The first author, Chris Sweeney, is a good friend and led the study in which several of our patients here in Denver were participants. Thanks guys !
This study randomized 790 men who presented with metastatic prostate cancer and who had never received hormone therapy (ADT) to receive ADT alone (393) vs ADT plus chemothrapy with docetaxel (397) starting up front at the time the ADT was started. In patients with high volume disease, defined as those men with visceral metastases or >3 skeletal mets including one beyond the pelvis and spine, there was an improvement of 17 months in overall survival from 33 months to 49 months with a p value of <.0006 for significance between the two arms of the trial. The men with lower volume of metastases are also doing better, but the curves for the two treatment arms have not met significance. There was reasonable balance in age, race, psa values, etcetera between the arms. A key point is that 3/4 of the men initially treated with ADT alone went on to receive docetaxel at the time of progressive disease, meaning that this trial can reasonably be considered to reflect a “pay me now or pay me later” with docetaxel toxicity, and the men who were on the “pay me now” arm had the most benefit from the toxicity of the chemotherapy. There was good balance between the arms in terms of the number of men who received others of the newer treatments (abiraterone, enzalutamide, sipuleucel-T).

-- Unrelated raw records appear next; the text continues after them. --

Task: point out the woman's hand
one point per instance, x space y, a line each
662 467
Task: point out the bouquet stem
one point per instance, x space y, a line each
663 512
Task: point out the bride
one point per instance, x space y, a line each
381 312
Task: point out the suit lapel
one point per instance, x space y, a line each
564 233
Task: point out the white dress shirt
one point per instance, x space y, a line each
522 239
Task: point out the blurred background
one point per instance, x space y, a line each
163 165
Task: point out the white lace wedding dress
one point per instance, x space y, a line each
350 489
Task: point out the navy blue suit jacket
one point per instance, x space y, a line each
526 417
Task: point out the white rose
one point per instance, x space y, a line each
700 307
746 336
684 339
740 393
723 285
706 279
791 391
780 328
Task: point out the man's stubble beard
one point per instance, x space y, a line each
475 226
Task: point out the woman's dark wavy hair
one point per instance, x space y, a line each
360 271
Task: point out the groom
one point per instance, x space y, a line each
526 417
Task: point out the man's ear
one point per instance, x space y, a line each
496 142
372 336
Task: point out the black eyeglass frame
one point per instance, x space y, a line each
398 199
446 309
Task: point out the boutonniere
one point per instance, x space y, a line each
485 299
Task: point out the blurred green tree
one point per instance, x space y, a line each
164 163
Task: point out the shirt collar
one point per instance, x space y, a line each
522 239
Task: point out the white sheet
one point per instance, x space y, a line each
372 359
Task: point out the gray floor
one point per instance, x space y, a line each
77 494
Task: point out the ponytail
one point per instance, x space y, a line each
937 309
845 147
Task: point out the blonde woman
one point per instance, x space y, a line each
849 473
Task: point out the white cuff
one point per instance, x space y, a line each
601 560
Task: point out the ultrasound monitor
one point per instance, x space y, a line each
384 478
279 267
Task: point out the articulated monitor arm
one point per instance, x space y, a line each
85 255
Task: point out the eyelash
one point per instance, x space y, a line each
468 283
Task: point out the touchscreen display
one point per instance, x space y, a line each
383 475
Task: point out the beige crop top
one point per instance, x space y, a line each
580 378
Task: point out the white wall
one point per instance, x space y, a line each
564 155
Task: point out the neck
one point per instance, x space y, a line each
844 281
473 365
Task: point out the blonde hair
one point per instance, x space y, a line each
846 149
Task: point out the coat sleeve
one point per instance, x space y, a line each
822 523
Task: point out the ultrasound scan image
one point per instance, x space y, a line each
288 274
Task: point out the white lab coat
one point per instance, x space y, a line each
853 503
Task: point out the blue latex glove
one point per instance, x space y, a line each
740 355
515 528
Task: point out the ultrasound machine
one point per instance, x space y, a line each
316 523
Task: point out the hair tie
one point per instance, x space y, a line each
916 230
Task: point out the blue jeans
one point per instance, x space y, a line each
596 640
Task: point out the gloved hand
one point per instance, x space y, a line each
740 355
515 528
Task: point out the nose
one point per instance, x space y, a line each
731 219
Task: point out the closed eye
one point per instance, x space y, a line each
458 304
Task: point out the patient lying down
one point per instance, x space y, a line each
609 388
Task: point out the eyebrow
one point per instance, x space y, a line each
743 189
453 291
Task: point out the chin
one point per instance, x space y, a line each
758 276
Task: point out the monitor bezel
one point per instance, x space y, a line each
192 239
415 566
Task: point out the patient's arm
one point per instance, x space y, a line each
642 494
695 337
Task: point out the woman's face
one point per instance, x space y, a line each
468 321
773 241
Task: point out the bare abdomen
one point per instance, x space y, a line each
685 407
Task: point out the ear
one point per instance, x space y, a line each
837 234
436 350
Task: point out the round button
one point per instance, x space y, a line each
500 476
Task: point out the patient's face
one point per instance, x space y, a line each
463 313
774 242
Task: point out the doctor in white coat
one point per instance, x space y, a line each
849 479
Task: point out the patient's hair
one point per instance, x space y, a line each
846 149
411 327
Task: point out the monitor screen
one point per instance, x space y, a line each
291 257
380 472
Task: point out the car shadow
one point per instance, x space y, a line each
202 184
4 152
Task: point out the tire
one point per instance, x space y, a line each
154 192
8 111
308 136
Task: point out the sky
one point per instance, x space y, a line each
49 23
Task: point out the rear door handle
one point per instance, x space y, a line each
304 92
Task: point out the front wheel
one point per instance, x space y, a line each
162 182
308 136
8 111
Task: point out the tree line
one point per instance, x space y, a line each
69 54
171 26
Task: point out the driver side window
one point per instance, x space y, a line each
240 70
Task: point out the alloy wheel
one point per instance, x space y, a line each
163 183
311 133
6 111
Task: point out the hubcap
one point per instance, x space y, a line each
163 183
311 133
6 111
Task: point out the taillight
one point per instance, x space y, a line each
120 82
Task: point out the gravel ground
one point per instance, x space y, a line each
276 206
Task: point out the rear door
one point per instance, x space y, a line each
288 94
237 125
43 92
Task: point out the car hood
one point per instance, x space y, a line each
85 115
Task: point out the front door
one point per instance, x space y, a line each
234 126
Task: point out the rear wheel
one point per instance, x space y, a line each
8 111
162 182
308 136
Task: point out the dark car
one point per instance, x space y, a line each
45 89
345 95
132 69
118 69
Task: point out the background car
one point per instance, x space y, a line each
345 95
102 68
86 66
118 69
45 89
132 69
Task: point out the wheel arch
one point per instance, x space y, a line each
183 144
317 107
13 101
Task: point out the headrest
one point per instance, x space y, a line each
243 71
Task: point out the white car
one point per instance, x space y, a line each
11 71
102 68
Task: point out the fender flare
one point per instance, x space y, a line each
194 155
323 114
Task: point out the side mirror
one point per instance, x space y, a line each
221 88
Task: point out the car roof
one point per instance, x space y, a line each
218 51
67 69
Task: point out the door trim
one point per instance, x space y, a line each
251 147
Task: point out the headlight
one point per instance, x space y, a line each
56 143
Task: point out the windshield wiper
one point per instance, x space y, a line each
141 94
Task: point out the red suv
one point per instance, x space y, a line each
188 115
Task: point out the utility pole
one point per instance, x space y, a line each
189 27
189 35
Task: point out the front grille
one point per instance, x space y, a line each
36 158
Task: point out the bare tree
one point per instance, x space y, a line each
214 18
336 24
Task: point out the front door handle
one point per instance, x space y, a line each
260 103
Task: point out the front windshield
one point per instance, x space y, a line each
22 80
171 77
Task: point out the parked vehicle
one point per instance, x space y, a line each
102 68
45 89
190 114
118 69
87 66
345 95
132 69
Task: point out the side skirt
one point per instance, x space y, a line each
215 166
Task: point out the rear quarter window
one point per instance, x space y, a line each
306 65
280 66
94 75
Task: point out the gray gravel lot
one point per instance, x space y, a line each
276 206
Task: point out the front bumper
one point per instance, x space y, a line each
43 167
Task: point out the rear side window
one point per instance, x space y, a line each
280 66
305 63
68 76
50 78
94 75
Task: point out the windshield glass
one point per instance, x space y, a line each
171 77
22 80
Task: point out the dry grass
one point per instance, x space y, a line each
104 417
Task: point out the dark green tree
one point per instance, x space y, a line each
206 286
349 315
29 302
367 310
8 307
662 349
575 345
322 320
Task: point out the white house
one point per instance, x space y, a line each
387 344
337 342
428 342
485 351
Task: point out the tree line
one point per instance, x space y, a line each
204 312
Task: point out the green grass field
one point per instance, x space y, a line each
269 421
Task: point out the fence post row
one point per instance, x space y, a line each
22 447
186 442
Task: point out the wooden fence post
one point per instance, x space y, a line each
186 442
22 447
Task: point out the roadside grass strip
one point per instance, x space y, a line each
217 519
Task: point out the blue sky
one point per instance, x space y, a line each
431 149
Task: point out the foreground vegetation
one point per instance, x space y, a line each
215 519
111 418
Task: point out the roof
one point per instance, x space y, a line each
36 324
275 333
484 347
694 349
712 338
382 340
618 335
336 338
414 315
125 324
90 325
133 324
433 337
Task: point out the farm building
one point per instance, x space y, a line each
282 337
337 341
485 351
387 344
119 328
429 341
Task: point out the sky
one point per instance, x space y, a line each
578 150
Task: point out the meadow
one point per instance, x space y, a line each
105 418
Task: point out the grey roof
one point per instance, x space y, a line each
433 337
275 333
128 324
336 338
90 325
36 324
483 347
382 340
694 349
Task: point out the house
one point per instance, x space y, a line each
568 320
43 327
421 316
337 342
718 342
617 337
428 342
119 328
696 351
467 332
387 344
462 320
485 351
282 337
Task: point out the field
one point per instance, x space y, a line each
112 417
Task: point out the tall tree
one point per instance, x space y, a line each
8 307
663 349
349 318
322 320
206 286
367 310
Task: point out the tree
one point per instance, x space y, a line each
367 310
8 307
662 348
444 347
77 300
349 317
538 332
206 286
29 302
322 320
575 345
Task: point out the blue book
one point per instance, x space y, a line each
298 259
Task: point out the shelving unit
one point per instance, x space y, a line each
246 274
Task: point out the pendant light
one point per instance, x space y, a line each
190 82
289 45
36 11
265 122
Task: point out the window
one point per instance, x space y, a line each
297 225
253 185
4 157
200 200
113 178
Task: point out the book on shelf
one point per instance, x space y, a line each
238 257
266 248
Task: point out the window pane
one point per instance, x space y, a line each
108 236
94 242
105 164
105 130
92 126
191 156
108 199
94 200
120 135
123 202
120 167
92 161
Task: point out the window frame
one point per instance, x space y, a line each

For prostate cancer, this is akin to the studies of using chemotherapy “up front” in the adjuvant setting that really got medical oncology going in the early 1970′s in women with breast cancer. It opens the door to the study of using aggressive multimodality treatment including the newer hormonal agents, and possibly vaccines, in men with high risk disease at the very outset of their therapy, which should be the next studies. The problems with designing such studies is the very long period of time it takes to get answers. CHAARTED was opened in 2006 and only now, 8 years later, do we have a result. The time could be dramatically shortened if more men would be placed on clinical trials. 1000′s of men were treated with same old same old treatment during the time we worked on CHAARTED. If 50% of them would have been put on this trial in the first two years, we could have had this result about 4 years earlier. Since that takes a major change in how medicine is practiced in the US, don’t hold your breath.